Javier Milei, Argentina's libertarian lawmaker who will assume office as president on December 10, imagines a country where the official currency is the US dollar and there is no Central Bank.
The far-right outsider is hoping to reign in inflation that has hit 140 percent, bedeviling the country as it struggles with a deep economic crisis.
Several Latin American countries have already officially or unofficially dollarised their economies, some in order to solve hyperinflation, or just about, in all cases hoping to usher in new eras of economic and financial stability that could not be achieved using their own currencies.
The following are a few examples of dollarisation in the region, along with how and why these countries made the switch to the US greenback.
Ecuador adopted the dollar in March 2000, hoping to shake off a profound banking crisis that had caused US$5 billion in losses and left thousands of people broke. The ensuing price increases threatened to accelerate into runaway hyperinflation.
The transition from the sucre to the dollar came after a bank holiday coupled with a temporary freeze to half of all deposits – emergency steps that seemed to work.
Inflation levels came down rapidly, with Ecuador sometimes even veering into periods of deflation. The country's 2023 annual inflation rate is expected to sit at 3.1 percent.
El Salvador dollarised on January 1, 2001. The government of then-president Francisco Flores (1999-2004) argued that it sought to make the country more attractive to foreign investment and trade, and also to reduce the risk of devaluation and to enable the banking system to be able to provide better credit offers.
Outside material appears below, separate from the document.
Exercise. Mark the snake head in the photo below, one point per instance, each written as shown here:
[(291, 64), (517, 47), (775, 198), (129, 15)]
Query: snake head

“Dollarisation has had its adverse effects. It has increased the cost of living. When the dollar came in, the prices of goods and services soared and the poorest are still worse off. We don’t have a monetary policy, as we depend on what the United States does with the currency,” independent economist César Villalona remarked.
In 2021, El Salvador also made bitcoin an official currency, part of the campaign platform of President Nayib Bukele.
The country's annual inflation reached 7.32 percent in 2022, but is predicted to come down to 3.3 percent for 2023.
The dollar has circulated as the official currency of Panama for longer than any other Latin American country, alongside the local balboa.
The greenback has been used since 1904, shortly after the country became independent from Colombia and moved closer to the United States with the construction of the Panama Canal, which only reverted to Panamanian control in 1999.
For the balboa, only coins are minted and no notes are printed, the public sector only uses the currency for accounting purposes.
Panama has annual inflation levels under three percent.
Venezuela: de-facto dollarisation
The dollarisation process in Venezuela has been more informal.
Venezuela has had informal dollarisation since late 2018, when the government relaxed stringent foreign exchange controls as an escape valve to the acute crisis. By then the country was going through its first year of hyperinflation, with a shortage of local currency, the bolivar.
"A set of general factors had to do with the de facto dollarisation. Structurally, it was high inflation, but there were also other driving factors such as the electricity crisis”, recalled Albusdata economic analyst Henkel García.
Without power, card payment points stopped working, and given the shortage of bolivars in cash, the dollar was the natural alternative.
The plunge in the value of the bolivar made great volumes of cash necessary to pay for goods and services.
The country finally escaped hyperinflation in 2022, though it still faces one of the highest inflation rates in the world. Until September, Venezuela's annual inflation rate was 317 percent, according to its central bank.
Ironically, the greenback – a symbol of “American imperialism” and considered an “enemy of the revolution” – has become the currency with the “greatest circulation,” according to economists.
In some Latin American countries such as Peru and Uruguay, the dollar is used to pay for certain consumer goods and services – like rent, real estate, vehicles and household – and US bills can be withdrawn from ATMs and used to open bank accounts, even though the official currency for government affairs remains fixed in local money.